Michael Flach competed at the British Olympic trials? How did that happen? Do you think it helped him?
“It was the only prep meet they were doing with the Olympic pool before the London Olympic Games. So they opened that national meet to everybody in the world. So anybody could come over there and swim in that meet, but it was specifically held to select the British Olympic team. Michael was able to go over there, and he swam OK over there. I think the biggest thing is, part of the reason a lot of people kind of don’t perform up to their expectations in Omaha is because that venue is so much bigger than anything we’re used to in the swimming community. Michael got to go to the pool (in London) that’s one step up from where we actually went in Omaha. As nice as Omaha was, the Olympic pool was a step bigger. Mike went into Omaha knowing, ‘Hey, I’ve swam on bigger stages than this. I don’t need to be nervous. I swam against the fastest in the world. I know I’m prepared for this.’ ”
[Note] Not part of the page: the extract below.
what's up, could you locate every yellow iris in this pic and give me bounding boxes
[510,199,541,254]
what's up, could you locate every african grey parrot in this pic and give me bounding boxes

When did you think making the finals at the Olympic trials was a realistic goal for him?
“We made this decision back last July. My associate head coach, Jason Memont, and myself and Michael sat down and we talked about doing the Olympic redshirt. What that meant was that he would be allowed to stay and train with the University of South Carolina, but he would not be allowed to compete and he didn’t have to take classes. So it allowed him to focus strictly on training and allowed him to do some things that if he was in classes, he wouldn’t normally have been able to do. We made this decision and I struggled with it, because I was like, ‘My job as a head coach for the University of the South Carolina is to make sure I prepare our men’s team as best as I can and do what’s in the best interest of our program.’ So I sat down and Jason and I talked about it and we finally came to the conclusion that if we’re going to continue to bring in the best athletes in the country and the best athletes in the world, we have to be able to promise them that we’re going to be able to put them in a position to swim on the highest stage. I think it wasn’t probably until November or December that I started looking at the fact that, OK, our goal here is to make the championship final (at the Olympic trials) in the 200 butterfly. When that happened, everything almost got a little surreal.”
Where do you see him four years from now as he prepares for the 2016 Olympics?
“I’ll tell you right now, barring anything crazy, barring any injuries that he can’t overcome, I’ve got to think he’s one of the favorites (to make the Olympic team), because most of those guys that were in the final with him this year, they won’t be here four years from now. Michael Phelps is going to retire after London. Davis Tarwater (who finished fourth in the 200 butterfly final) is going to retire after London. He’s going to have maybe one other guy, Bobby Bollier (finished third), who is a former Stanford swimmer, he may be the only one that’s still around. So you’ll have Michael (Flach) and Bobby Bollier and maybe a young man named Dakota Hodgson (finished sixth). Those are going to be your three in that event that Michael final’d in. And I’ve got to think Mike is probably the favorite.”